As soon as I got a free weekend to travel to Belfast from Dublin I took it. I had been excited to see such an important place where Irish history had been formed shaping its current identity. An Irish friend was able to drive us, and most of the drive up from Dublin is beautiful. Green scenery, nice looking trees, mystical-looking nature. We ended up finding a hotel room at the famous Europa Hotel. It has been known to be the most bombed hotel in Europe, being bombed 28 times during the period of The Troubles. The Troubles is a common name given to the Nationalist versus Unionist conflicts during the 20th century, though still carries on today due to mistrust, usually between catholic and protestant neighborhoods from the Irish Partition. The Troubles was about fighting for Irish Nationalism or being loyal to the British Crown. Since the Good Friday Agreement of 1998, an agreement drafted by British and Irish government in order to continue peacemaking between the North and South, the discussion over having Northern Ireland be a part of the Republic of Ireland is still talked about today, yet it did establish more peace in the city. The highlights of my trip were seeing politically charged street murals about peace and destruction caused by war, and seeing memorials dedicated to those who have lost their lives during The Troubles.

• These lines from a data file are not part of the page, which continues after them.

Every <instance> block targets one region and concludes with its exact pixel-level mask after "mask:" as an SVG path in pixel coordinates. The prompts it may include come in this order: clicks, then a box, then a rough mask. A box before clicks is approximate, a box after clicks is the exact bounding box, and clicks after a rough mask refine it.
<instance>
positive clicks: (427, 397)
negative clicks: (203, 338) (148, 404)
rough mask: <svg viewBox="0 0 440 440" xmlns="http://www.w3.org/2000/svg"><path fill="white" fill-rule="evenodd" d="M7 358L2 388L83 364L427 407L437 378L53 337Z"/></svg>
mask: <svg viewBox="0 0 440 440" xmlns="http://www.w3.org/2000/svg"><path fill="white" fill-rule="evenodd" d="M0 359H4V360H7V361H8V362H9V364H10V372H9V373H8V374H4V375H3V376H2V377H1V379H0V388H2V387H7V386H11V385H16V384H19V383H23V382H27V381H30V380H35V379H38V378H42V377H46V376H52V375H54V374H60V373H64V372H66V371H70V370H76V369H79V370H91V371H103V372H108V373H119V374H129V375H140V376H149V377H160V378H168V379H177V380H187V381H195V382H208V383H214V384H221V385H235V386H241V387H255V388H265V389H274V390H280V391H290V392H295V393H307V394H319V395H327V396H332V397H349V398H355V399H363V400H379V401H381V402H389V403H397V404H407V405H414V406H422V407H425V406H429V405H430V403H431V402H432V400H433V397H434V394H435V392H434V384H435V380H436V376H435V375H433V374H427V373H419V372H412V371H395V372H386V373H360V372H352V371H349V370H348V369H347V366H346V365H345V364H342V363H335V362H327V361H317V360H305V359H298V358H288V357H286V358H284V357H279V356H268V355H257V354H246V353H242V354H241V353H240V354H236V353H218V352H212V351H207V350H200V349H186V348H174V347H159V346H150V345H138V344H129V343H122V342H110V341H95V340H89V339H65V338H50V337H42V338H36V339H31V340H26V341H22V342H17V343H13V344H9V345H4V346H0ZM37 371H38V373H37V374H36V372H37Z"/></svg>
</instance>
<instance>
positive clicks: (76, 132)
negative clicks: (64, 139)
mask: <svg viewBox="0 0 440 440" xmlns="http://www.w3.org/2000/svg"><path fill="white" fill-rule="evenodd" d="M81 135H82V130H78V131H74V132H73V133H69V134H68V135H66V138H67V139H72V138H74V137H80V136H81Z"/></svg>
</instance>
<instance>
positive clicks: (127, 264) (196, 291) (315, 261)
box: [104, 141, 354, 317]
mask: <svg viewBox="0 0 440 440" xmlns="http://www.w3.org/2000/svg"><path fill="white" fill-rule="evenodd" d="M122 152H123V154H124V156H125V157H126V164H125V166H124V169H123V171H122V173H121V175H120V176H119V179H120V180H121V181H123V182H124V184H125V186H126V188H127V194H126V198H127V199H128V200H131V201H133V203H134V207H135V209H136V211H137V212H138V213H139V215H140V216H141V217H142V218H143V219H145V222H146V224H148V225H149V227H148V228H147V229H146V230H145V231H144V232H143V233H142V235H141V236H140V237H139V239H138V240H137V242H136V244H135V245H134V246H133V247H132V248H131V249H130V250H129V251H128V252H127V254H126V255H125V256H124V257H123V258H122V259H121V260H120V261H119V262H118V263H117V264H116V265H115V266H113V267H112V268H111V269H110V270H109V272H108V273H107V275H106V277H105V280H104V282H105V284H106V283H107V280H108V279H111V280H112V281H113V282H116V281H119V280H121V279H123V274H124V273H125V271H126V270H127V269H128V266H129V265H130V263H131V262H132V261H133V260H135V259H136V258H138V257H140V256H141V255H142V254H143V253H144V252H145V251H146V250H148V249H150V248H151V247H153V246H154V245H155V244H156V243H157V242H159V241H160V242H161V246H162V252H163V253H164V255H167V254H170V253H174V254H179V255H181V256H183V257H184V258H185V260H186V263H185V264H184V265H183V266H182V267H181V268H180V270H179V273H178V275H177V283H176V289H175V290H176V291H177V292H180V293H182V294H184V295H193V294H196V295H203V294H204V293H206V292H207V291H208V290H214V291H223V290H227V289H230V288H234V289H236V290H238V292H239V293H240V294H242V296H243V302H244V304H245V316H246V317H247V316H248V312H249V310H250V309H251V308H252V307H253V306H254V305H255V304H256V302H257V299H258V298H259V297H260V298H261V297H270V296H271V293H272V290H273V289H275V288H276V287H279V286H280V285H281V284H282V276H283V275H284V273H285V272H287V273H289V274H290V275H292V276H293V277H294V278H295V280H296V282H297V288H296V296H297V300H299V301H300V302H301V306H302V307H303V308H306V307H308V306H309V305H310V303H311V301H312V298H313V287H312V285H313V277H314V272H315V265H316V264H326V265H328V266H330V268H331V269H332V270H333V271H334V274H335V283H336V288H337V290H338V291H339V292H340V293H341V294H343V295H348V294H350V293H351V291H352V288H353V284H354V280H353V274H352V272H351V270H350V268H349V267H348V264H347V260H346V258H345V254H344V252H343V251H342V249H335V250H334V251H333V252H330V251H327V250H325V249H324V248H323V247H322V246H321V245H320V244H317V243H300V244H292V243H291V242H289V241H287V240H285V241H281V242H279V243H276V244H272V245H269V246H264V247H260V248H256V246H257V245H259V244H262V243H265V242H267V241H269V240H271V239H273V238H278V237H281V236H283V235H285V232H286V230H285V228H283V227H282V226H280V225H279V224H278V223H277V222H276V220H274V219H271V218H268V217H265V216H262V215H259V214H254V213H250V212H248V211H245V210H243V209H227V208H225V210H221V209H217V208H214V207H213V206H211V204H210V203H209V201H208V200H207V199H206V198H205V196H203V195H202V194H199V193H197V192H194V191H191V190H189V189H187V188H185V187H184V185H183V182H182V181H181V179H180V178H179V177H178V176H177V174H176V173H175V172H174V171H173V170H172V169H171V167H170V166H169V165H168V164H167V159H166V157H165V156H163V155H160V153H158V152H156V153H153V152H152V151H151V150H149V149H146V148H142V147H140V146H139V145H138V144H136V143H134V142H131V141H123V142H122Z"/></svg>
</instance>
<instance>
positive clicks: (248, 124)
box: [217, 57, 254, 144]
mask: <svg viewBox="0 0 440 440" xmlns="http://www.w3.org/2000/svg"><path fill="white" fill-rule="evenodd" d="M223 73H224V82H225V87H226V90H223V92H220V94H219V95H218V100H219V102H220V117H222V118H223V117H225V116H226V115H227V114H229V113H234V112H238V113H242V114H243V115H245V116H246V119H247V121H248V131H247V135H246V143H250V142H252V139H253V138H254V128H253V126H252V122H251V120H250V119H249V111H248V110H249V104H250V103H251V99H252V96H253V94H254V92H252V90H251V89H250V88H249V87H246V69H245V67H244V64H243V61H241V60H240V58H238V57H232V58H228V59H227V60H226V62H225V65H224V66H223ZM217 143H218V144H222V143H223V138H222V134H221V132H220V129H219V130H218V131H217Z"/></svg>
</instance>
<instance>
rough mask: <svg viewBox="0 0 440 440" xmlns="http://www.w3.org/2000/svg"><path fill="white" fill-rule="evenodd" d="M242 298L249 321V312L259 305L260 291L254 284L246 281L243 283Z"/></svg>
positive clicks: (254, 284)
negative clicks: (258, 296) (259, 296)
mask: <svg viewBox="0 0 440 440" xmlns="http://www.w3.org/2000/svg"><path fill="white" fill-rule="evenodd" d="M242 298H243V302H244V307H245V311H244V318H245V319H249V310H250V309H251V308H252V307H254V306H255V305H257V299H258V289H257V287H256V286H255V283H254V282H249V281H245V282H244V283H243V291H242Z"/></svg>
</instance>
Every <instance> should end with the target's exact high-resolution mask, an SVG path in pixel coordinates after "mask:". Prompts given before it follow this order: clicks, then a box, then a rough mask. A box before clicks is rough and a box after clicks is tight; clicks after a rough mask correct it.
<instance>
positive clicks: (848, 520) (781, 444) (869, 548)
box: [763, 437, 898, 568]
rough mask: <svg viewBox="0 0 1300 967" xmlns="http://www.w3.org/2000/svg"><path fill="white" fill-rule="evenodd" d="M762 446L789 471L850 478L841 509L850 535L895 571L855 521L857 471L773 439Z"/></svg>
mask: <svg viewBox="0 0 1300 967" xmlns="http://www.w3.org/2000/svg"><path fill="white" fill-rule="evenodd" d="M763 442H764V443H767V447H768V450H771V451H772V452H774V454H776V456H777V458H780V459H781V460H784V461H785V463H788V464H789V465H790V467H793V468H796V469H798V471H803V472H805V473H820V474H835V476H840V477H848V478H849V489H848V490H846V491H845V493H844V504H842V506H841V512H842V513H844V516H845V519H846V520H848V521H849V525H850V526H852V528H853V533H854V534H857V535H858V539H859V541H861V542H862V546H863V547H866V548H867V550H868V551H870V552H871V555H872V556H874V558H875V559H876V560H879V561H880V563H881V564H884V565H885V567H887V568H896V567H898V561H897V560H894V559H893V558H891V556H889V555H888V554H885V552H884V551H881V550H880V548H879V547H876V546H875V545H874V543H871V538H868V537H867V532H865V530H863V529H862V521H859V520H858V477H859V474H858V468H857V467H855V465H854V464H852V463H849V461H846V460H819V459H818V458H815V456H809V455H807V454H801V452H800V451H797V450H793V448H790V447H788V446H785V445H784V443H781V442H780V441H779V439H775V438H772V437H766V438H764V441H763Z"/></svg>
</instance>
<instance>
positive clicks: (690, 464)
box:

The street murals discuss a wide range of political topics, from Northern Ireland specifically to world peace.
Belfast has a reputation for being dangerous, but I felt it was a relatively safe city – even though there are many reminders throughout the city of its violent past. Barricades are still implemented and used to enclose certain neighborhoods, and the motive behind this is to keep Protestants or Catholics on each other’s own side of the city. That was shocking to me. Walls with bars or fencing at the top to keep people from jumping into neighborhoods they shouldn’t be within was very prison-like and really made an impression on me. I mean, these weren’t walls belonging to governmental compounds, but it is a whole city constructed of walls to border safe places for a certain faction of people. Blockades are still used every night at a certain time, and though considerable peace has been established between catholic and protestant parties, physical barriers continue to demonstrate a mistrust throughout the peacemaking process.
Going to Belfast was a very special time for me. I was able to absorb and reflect on all the history I had been reading about in my classes. I feel honored in that I was able to find the Peace Walls (also known as Peace Lines) and be able to write a message to inspire positivity. The Peace Walls are really long walls that have artistic murals on them and people from all over the world who come to visit Belfast can write a message on them. I wrote: “Peace and Love from the SF Bay Area 2016.” I actually didn’t know what to write, but that was the first thing that came to mind. Once a year the walls get repainted so that another year of new messages can be written. I am not sure if people think the Peace Walls work, but it is good to read the positive messages when you walk by them as they make you think about how many people would rather see peace than violence. I like to think that the Peace Walls help remind people that past conflicts do not have to be today’s reality. Belfast is an incredible place to visit. While you are there, make sure to check out the street murals that have very educational, positive, and motivating messages on them.